I've grown up a lot thanks to my time here. Where once I could count the number of friends I had on one hand, I can now get overwhelmed simply thinking about the friends I have ALL OVER THE WORLD. Where once I was a depressed sad boy, I now want to spread joy to all those that I can. Where once I had no idea what I wanted to do with my life, I now know exactly who I am, and what I'm good at.
Dtoid offered me a chance to grow and experiment in ways most jobs would never allow. I got to find myself ... believe in myself. I'm not perfect. I don't claim to have all the answers. And there were plenty of missteps along the journey. That's all part of growing up, to being human.
My leaving is nothing against Destructoid. It's just personally, I feel it's time I see what else is out there. I'm dying. Like, dying in a "I'm human" sense, not because I have cancer or anything ... well I don't think I have cancer. Oh god this is a terrible joke. Point is, I'm mortal and I want to make the most of my existence with this thing called life.

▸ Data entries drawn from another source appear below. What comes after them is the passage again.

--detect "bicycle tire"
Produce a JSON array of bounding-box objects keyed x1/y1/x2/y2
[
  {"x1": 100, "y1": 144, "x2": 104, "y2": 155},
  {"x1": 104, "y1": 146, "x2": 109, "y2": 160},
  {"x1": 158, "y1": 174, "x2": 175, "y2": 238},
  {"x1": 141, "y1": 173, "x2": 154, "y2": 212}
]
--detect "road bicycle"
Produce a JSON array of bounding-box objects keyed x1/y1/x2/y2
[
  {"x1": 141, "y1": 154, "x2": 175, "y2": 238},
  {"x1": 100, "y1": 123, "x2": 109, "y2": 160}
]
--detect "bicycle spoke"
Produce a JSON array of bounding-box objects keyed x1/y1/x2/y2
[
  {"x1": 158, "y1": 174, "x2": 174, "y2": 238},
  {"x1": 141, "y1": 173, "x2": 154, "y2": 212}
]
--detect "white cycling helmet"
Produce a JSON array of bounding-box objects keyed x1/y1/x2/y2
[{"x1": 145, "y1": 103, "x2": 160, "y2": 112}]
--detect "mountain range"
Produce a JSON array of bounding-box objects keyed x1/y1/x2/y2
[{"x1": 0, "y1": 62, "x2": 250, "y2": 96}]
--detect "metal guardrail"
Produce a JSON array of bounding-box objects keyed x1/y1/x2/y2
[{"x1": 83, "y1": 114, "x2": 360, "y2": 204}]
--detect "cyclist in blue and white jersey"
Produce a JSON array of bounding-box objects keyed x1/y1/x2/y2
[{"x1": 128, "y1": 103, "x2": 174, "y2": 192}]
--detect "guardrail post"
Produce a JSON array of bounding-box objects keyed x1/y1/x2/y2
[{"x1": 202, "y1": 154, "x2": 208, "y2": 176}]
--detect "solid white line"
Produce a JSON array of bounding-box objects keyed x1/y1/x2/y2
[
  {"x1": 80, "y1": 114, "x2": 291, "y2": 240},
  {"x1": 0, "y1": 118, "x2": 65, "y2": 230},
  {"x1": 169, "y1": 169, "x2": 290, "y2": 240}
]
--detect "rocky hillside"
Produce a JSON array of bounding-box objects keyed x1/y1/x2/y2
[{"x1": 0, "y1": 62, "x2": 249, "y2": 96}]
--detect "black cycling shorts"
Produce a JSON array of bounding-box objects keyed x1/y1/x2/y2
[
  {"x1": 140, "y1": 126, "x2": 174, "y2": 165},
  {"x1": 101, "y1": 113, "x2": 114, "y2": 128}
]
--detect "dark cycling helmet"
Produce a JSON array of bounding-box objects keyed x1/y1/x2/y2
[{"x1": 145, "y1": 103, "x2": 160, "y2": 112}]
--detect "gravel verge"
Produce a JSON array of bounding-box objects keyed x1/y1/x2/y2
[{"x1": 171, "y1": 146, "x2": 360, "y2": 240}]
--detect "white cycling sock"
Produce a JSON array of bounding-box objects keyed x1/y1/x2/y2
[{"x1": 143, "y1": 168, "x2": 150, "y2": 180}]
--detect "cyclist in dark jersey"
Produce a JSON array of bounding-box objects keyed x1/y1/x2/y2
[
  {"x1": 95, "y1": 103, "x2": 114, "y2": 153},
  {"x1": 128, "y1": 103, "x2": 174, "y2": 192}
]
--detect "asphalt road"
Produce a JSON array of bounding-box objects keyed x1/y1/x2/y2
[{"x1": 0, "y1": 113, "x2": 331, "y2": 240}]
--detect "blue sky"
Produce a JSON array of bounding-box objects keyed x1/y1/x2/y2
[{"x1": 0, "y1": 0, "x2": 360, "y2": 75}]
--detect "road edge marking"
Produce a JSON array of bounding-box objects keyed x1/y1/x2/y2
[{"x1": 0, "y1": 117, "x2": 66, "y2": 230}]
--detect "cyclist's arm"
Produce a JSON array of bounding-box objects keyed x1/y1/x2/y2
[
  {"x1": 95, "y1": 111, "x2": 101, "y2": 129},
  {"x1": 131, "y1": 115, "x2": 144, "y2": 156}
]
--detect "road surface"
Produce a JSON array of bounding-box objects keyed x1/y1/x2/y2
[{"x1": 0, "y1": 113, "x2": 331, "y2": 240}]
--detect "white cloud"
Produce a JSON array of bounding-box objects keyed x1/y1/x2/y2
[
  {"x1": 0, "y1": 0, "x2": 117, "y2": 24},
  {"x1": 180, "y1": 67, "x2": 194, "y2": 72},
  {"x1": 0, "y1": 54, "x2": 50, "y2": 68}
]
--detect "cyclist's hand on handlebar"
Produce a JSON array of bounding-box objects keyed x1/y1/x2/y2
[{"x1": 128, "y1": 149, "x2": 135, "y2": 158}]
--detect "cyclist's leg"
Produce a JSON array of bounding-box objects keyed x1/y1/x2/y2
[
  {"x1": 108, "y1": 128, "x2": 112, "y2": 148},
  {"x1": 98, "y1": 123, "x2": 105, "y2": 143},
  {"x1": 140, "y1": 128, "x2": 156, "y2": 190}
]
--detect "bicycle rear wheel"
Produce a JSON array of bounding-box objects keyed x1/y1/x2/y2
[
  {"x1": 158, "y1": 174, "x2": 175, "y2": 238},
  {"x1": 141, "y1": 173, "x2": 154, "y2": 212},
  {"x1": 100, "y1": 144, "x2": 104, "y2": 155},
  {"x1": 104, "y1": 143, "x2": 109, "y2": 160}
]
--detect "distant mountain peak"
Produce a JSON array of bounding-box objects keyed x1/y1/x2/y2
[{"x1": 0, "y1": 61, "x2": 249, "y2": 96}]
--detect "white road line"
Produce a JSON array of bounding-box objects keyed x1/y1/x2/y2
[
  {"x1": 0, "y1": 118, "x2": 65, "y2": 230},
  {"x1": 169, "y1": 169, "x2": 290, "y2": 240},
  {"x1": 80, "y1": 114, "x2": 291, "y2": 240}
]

I have a plan for the future and need to grow from here to achieve it, simple as that. Parting ways has been an idea I've been wrestling with for a long while now. It was actually right before E3 2014 that I finally committed to the thought, determined to make the big trade show my last on the media side. I love the games industry, I still want to be a part of it, and wherever I end up next will let me continue to do that, hopefully. I wasn't in a rush to just split though. I took my time so I could leave the site in a state that -- on the backend of things at least -- it wouldn't know I'm even gone.
I'm choking. I'm choking on air and feel tears swelling around my eyes now. It's out of happiness. Thinking about how once upon a time we were the scrappy underdogs that Nintendo wouldn't even give the time of day to whereas now we see Destructoid quotes appear on Nintendo games pretty regularly. That still blows my mind to this day.
More importantly, I'm thinking about all the people that have become my friends through this journey, and through the friendship have helped shape who I am, whether they truly know it or not. Colette, Dyson, the Burches, YTMVK, Carnage, Leigh, Husky, Chester, Samit, Becca, Hollie, Maddock, Linde, Mxy, Joanna, Ali D, Conor, Max, Bill, Steven, Brett, Fronz, .tiff, DMV, Dale, Dixon, Jordan, Jake Harder, Jake D, Venom, Curtis, George, Genevieve, ARC, Lizzie, Carol, Chris, Meagan, Sebastian, Razak, Renelly, Chad, Alex V, King Friday, Joe Ark Sun, Dope, Fabien, Kovic, Shaun, Oshry, R3Y, Mikey, Brandon, Ray, Laura, Tara, Julio, Armando, Miguel, Hardin, Dustin, Justin, Yamilia, Jacq, Tim, Beccy, Stan, Nick, Lisa, Aubrey, Salisbury, Harrison, Regina, Jenn, Neal, Neil, Shannon, Jared, Jose, Cutie Honey, Jesse, Larsen, Sam, Bryan, Drew, Nathan, Rami, Nigel, Steph, Drake, Michelle, Bob, Karen, Casey, Eric, Ali, Neuman, Andy Eddy, David, King3Vbo, Jennie, Tina, Brian P, J, other J, Rubens, Togail, Stella, Caitlin, Faith, Taylor, Kristen, Stone, Alissa, Goebel, Long, Varian, Kye, Koh, Jessalyn, Dakota, Shannon, Danny, Rachel, Ben, Andrew, Kranzl, Tony, Kohler, Steve, Carboni, John Lee, Jermaine, Eric, Guitar Atomik, Carlos, Zac, Kyle, Darren, Danny, Edith, AngelsDontBurn, ArrestedDeveloper, S-Kill, Ben, BahamutZero, BigPopGamer, blehman, BlindsideDork, Casey, CannibalCalvin, Zimmerman, deiga-the-semivaliant, Adam, DJDuffy, Sterling, Nicholson, Professor Pew, mid3vol, Mel, Marcus, Amarisse, MrSadistic, GRIMECRAFT, Neonie, Qalamari, Rio, Jayson, Chanh, Sharpless, Snaileb, Powers, AJ, Jason, powerglove, Gamegoblin, Volcanon, and of course, Niero. Plus so so so many more names that I feel like a giant asshole for not being able to recall them. I'm just so thankful for all of you.
I guess my point in this word vomit of a goodbye is that life is a journey. You don't get there alone. I want to experience more, explore more, and enjoy life more. I'm going forward towards the next chapter of my journey, scared and excited at what the future holds. Thank you. For everything.